Hearing aids help treat sensorineural hearing loss in both ears and can be used to improve your hearing for the rest of your life. In addition, you will learn more about technological advancements like wireless streaming capabilities or better listening when watching TV programs at each appointment.
Many techniques can be used to help you communicate with someone who has lost their hearing. One example is sign language, which allows people to make gestures and hand movements to express themselves without the need for sound or voice. This means they may also hear it when other people say this, even though they will not understand what it says if they do not know how the words should look on paper.
Sign language can be beneficial for those experiencing hearing disabilities. Still, it is crucial to remember that people who lose their hearing entirely cannot be taught how to understand words by reading lips or watching video signing.
People who have to deal with this problem daily may also find it helpful to learn sign language beforehand to communicate more efficiently and avoid unnecessary misunderstandings. This would be especially helpful when you consider that children will need effective communication in school and could quickly become frustrated if their teacher cannot understand them or vice versa. Meanwhile, adults could end up avoiding talking altogether due to embarrassment when they cannot express themselves adequately.
One treatment option for sensorineural hearing loss is a cochlear implant. A cochlear implant allows some people to hear a sound by sending signals from an electronic device directly into the auditory nerve, bypassing damaged portions of the outer and middle ear. Cochlear implants are most effective for people who have some functional hearing, even if they can't hear well.
Cochlear implants are not helpful for people with severe to profound sensorineural hearing loss in both ears. This is because there's no hearing nerve function on which the implant can piggyback. However, evidence suggests that certain types of bilateral cochlear implants may benefit more than traditional devices.
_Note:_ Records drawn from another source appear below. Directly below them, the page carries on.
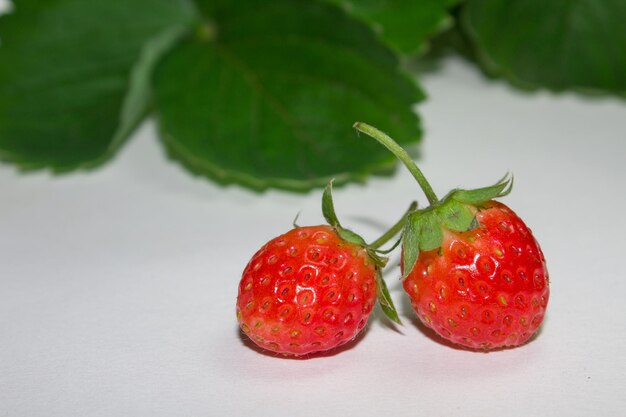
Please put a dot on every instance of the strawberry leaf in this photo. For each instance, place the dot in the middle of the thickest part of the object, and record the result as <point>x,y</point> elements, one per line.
<point>270,105</point>
<point>74,76</point>
<point>410,246</point>
<point>481,195</point>
<point>557,44</point>
<point>455,216</point>
<point>429,228</point>
<point>405,25</point>
<point>384,299</point>
<point>328,206</point>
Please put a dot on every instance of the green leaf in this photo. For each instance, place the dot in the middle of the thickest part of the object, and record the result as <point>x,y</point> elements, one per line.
<point>405,25</point>
<point>430,233</point>
<point>410,246</point>
<point>328,207</point>
<point>481,195</point>
<point>73,76</point>
<point>266,96</point>
<point>557,44</point>
<point>455,216</point>
<point>384,299</point>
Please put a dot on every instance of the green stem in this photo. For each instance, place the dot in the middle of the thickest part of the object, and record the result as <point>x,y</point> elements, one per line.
<point>402,155</point>
<point>394,230</point>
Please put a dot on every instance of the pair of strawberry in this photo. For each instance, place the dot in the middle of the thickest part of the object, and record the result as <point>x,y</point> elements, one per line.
<point>470,266</point>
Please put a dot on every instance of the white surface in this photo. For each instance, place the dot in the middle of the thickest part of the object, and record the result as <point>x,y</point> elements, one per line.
<point>118,286</point>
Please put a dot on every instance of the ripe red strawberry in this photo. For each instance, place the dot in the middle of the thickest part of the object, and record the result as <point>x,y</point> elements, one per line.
<point>311,289</point>
<point>485,288</point>
<point>471,267</point>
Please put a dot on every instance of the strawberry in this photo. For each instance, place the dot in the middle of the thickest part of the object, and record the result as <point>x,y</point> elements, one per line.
<point>471,267</point>
<point>312,288</point>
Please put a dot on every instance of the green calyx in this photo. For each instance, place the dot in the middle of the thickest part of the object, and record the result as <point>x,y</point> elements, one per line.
<point>424,229</point>
<point>375,254</point>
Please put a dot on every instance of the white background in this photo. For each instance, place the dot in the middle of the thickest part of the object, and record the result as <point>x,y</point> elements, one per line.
<point>117,287</point>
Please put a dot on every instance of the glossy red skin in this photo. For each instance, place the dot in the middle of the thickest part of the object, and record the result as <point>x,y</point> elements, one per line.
<point>306,291</point>
<point>487,288</point>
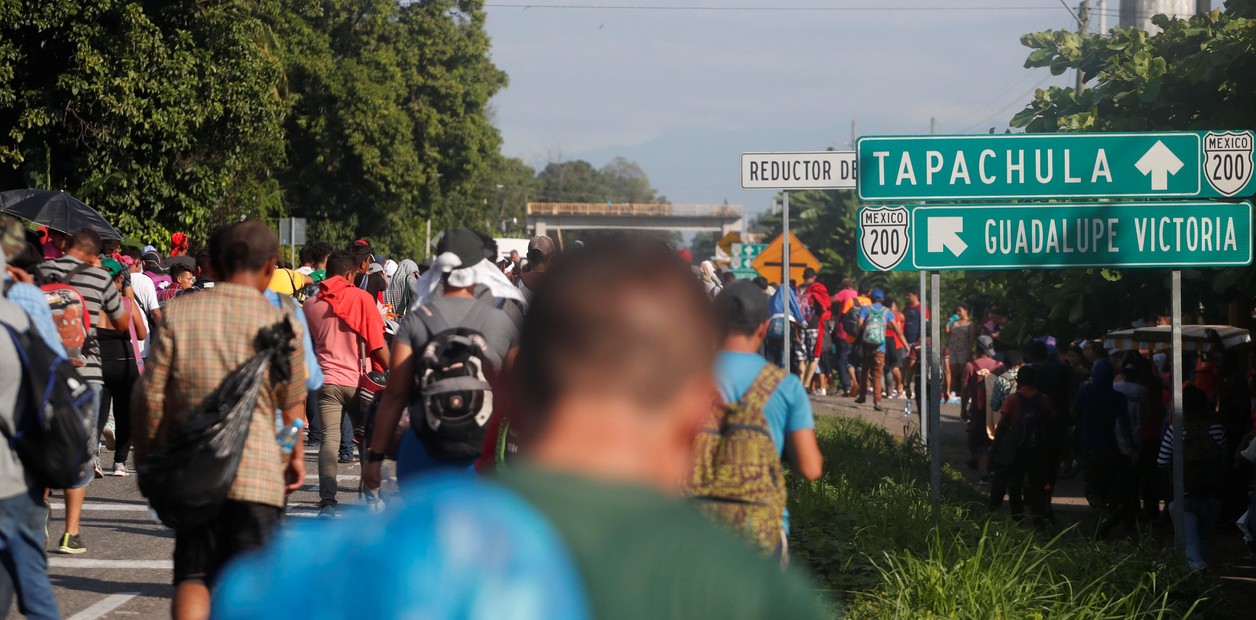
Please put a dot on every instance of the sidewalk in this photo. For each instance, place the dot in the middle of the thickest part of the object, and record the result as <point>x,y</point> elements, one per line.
<point>1226,550</point>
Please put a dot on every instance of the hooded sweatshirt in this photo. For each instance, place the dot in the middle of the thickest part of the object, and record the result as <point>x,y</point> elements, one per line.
<point>1098,407</point>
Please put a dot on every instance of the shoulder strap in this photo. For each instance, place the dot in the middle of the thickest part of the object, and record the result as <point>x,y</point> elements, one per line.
<point>765,384</point>
<point>476,316</point>
<point>432,320</point>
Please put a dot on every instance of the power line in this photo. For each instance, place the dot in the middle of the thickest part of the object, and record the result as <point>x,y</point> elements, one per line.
<point>1005,108</point>
<point>765,9</point>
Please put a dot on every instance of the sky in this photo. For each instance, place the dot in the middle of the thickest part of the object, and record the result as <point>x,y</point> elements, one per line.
<point>685,92</point>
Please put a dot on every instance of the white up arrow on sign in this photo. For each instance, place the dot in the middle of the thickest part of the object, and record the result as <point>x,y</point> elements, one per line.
<point>945,235</point>
<point>1159,162</point>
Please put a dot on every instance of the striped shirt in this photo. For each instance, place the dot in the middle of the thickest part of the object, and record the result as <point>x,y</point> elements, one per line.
<point>1166,454</point>
<point>201,339</point>
<point>98,293</point>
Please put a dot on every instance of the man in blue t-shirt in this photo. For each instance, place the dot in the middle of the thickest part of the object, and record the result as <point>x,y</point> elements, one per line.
<point>744,314</point>
<point>874,324</point>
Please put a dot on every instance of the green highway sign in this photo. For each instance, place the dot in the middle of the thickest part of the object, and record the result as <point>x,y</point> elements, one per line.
<point>1171,235</point>
<point>1054,166</point>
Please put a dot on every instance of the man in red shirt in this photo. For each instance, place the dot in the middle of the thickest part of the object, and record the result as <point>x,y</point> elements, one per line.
<point>344,323</point>
<point>817,295</point>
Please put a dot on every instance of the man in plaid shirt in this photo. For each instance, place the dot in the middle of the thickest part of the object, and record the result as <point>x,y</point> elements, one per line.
<point>201,340</point>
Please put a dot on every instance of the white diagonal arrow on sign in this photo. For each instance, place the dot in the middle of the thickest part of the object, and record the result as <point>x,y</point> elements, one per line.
<point>945,235</point>
<point>1159,162</point>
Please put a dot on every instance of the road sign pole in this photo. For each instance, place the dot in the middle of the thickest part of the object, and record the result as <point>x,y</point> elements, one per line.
<point>1178,458</point>
<point>936,403</point>
<point>788,291</point>
<point>922,364</point>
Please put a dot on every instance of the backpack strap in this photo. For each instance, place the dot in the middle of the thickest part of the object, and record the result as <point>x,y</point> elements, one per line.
<point>69,275</point>
<point>432,320</point>
<point>477,315</point>
<point>761,390</point>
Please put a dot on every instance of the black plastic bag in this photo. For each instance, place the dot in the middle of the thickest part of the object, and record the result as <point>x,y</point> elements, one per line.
<point>187,476</point>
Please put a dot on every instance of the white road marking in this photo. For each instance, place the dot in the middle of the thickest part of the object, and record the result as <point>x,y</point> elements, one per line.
<point>104,606</point>
<point>82,562</point>
<point>108,507</point>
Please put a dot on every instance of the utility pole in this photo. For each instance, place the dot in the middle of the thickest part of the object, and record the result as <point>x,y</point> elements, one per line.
<point>1083,29</point>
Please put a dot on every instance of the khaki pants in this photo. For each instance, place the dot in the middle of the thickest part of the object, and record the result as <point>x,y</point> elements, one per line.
<point>874,365</point>
<point>332,403</point>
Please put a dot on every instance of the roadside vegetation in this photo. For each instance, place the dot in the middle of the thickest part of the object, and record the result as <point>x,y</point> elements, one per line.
<point>868,532</point>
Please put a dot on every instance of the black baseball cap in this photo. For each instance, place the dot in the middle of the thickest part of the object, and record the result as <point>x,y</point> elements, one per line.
<point>741,308</point>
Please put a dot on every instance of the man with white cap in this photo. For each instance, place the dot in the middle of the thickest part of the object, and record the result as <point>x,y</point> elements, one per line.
<point>445,300</point>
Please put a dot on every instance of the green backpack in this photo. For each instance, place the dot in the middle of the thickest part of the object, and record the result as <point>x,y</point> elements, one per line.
<point>874,329</point>
<point>737,476</point>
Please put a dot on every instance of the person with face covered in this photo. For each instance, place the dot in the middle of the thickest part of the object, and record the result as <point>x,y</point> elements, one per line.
<point>449,293</point>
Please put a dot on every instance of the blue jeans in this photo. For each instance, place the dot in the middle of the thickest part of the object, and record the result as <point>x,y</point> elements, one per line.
<point>21,554</point>
<point>844,363</point>
<point>97,389</point>
<point>1200,515</point>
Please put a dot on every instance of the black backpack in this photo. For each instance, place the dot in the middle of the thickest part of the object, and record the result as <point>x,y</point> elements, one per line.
<point>55,419</point>
<point>451,385</point>
<point>1205,461</point>
<point>1031,424</point>
<point>850,319</point>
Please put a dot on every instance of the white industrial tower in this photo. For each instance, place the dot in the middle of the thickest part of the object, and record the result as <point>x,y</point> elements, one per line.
<point>1138,13</point>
For example, studies show that cochlear implants improve speech understanding, especially when multiple talkers or background noise is present and help you better understand your surroundings and participate socially.
The treatment options depend on how much you're able to hear before getting an implant, as well as what kind of sound processing the device provides.
Several treatments for sensorineural hearing loss are available, but the best course will depend on your case and needs. For some people, treatment can be limited to wearing hearing aids or using assistive listening devices. Other patients might need surgery to help improve their condition. Since there is no cure for this type of problem, you must work closely with your doctor during all stages of diagnosis and treatment so that they can create an effective plan customized for you.